(Sky & Telescope Aug. 7) - The Perseid meteor shower, an annual celestial event beloved by millions of skywatchers around the world, returns to the night sky this coming week. But moonlight will interfere somewhat with the view.
Sky & Telescope magazine predicts that the Perseid shower will reach its peak late on Friday and Saturday nights, August 11-12 and 12-13 (for viewers in North America). The rate of activity should pick up after midnight until the first light of dawn.
You'll need no equipment but your eyes. The moonlight in the sky will hide the fainter meteors, and so will artificial light pollution, but the brightest meteors should still show through.
Find a dark spot with a wide-open view of the sky. Bring a reclining lawn chair and a sleeping bag; the bag not only provides warmth against the late-night chill but also serves as mosquito armor in this era of West Nile virus. Cover your remaining exposed parts (including hair and clothing) with an effective mosquito repellent.
"Go out after about 11 or midnight or so, lie back, and gaze up at the stars," says Sky & Telescope senior editor Alan MacRobert. "Relax, be patient, keep the Moon out of sight, and let your eyes adapt to the dark. With a little luck you'll see a 'shooting star' every few minutes on average."
Perseids can appear anywhere and everywhere in the sky. So the best direction to watch is wherever your sky is darkest.
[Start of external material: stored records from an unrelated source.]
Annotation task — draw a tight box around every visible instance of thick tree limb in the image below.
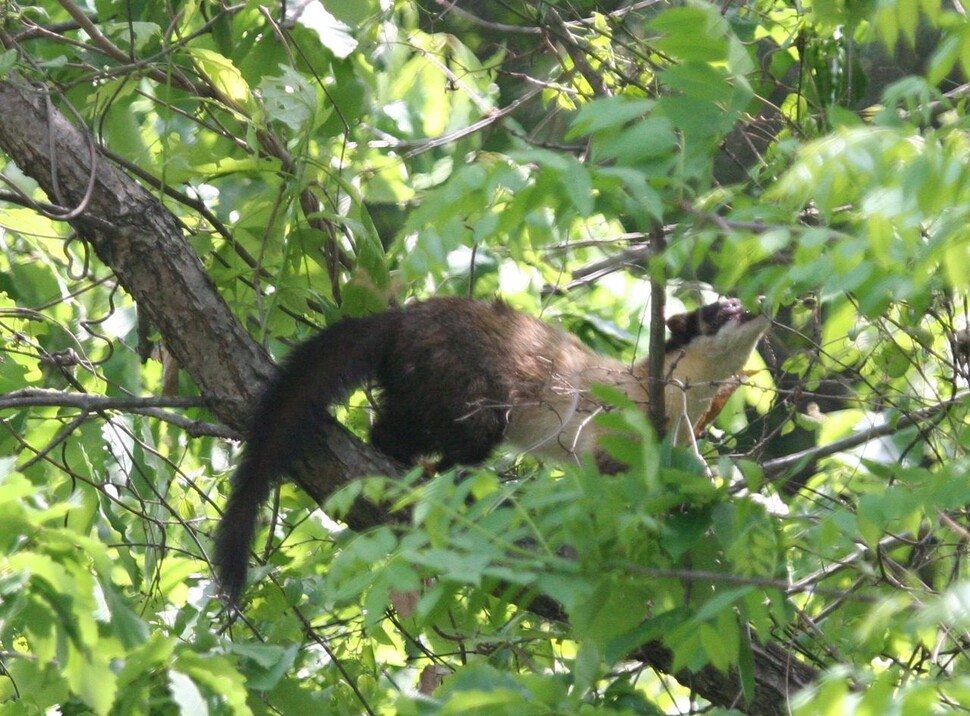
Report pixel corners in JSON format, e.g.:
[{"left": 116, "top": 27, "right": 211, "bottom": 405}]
[
  {"left": 0, "top": 79, "right": 817, "bottom": 715},
  {"left": 0, "top": 80, "right": 398, "bottom": 526}
]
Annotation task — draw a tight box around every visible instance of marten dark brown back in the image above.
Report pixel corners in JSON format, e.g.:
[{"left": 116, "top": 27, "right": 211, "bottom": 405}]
[{"left": 216, "top": 298, "right": 767, "bottom": 600}]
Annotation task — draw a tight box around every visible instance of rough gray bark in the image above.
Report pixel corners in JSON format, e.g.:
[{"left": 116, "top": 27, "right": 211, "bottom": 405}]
[
  {"left": 0, "top": 79, "right": 817, "bottom": 716},
  {"left": 0, "top": 78, "right": 398, "bottom": 526}
]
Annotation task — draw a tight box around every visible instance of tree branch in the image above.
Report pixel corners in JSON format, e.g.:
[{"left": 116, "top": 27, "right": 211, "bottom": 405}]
[{"left": 0, "top": 76, "right": 817, "bottom": 716}]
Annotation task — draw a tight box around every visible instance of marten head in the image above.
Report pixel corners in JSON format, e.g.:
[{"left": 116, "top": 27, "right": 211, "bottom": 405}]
[{"left": 665, "top": 298, "right": 768, "bottom": 353}]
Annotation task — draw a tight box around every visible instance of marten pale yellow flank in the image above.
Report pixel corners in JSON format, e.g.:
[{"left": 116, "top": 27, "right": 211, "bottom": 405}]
[{"left": 216, "top": 298, "right": 768, "bottom": 601}]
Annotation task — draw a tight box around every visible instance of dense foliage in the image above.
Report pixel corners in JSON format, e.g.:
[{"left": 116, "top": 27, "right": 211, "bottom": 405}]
[{"left": 0, "top": 0, "right": 970, "bottom": 714}]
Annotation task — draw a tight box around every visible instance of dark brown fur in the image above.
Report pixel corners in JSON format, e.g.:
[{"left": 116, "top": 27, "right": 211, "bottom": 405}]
[{"left": 216, "top": 298, "right": 766, "bottom": 600}]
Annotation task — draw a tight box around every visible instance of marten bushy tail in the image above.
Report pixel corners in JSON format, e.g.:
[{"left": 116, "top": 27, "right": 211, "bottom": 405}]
[{"left": 215, "top": 311, "right": 400, "bottom": 602}]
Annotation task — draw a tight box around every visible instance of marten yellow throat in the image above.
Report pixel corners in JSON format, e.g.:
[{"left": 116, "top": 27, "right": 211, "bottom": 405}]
[{"left": 216, "top": 298, "right": 768, "bottom": 600}]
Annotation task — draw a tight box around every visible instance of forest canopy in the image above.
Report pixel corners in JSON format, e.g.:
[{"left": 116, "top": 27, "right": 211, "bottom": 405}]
[{"left": 0, "top": 0, "right": 970, "bottom": 715}]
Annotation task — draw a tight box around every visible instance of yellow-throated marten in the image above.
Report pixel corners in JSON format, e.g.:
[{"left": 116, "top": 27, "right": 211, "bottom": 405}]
[{"left": 216, "top": 298, "right": 768, "bottom": 600}]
Faint Perseids appear as tiny, quick streaks. Occasional brighter ones may sail across the heavens for several seconds and leave a brief train of glowing smoke.
If you trace each meteor's direction of flight backward far enough across the sky, you'll find that this imaginary line crosses a spot in the constellation Perseus, near Cassiopeia. This is the shower's radiant, the perspective point from which all the Perseids would appear to come if you could see them approaching from the far distance. The radiant is low in the north-northeast before midnight and rises higher in the northeast during the early-morning hours.
Don't give up if it's cloudy on the peak nights. The shower lasts for about two weeks, with fairly good rates in the predawn hours of August 10 through 15. (The radiant is always low or below the horizon for Southern Hemisphere countries like Australia, New Zealand, and South Africa; therefore few if any Perseids can ever be seen from these regions.)
The Perseid meteoroids are tiny, sand- to pea-size bits of rocky debris that were shed long ago by Comet Swift-Tuttle. This comet, like others, is slowly disintegrating as it orbits the Sun. Over the centuries, its crumbly remains have spread all along its 130-year orbit to form a sparse "river of rubble" hundreds of millions of miles long.
Earth's own path around the Sun carries us through this stream of particles every mid-August. The particles, or meteoroids, are traveling 37 miles per second with respect to Earth at the place where we encounter them. So when one of them strikes the upper atmosphere (about 80 miles up), it creates a quick, white-hot streak of superheated air.
For several years in the early 1990s the Perseids performed spectacularly, flaring with outbursts of up to hundreds of meteors visible per hour. The rubble streams responsible for these outbursts were probably shed during Comet Swift-Tuttle's swing by the Sun in 1862. In recent years, though, the shower has returned to normal.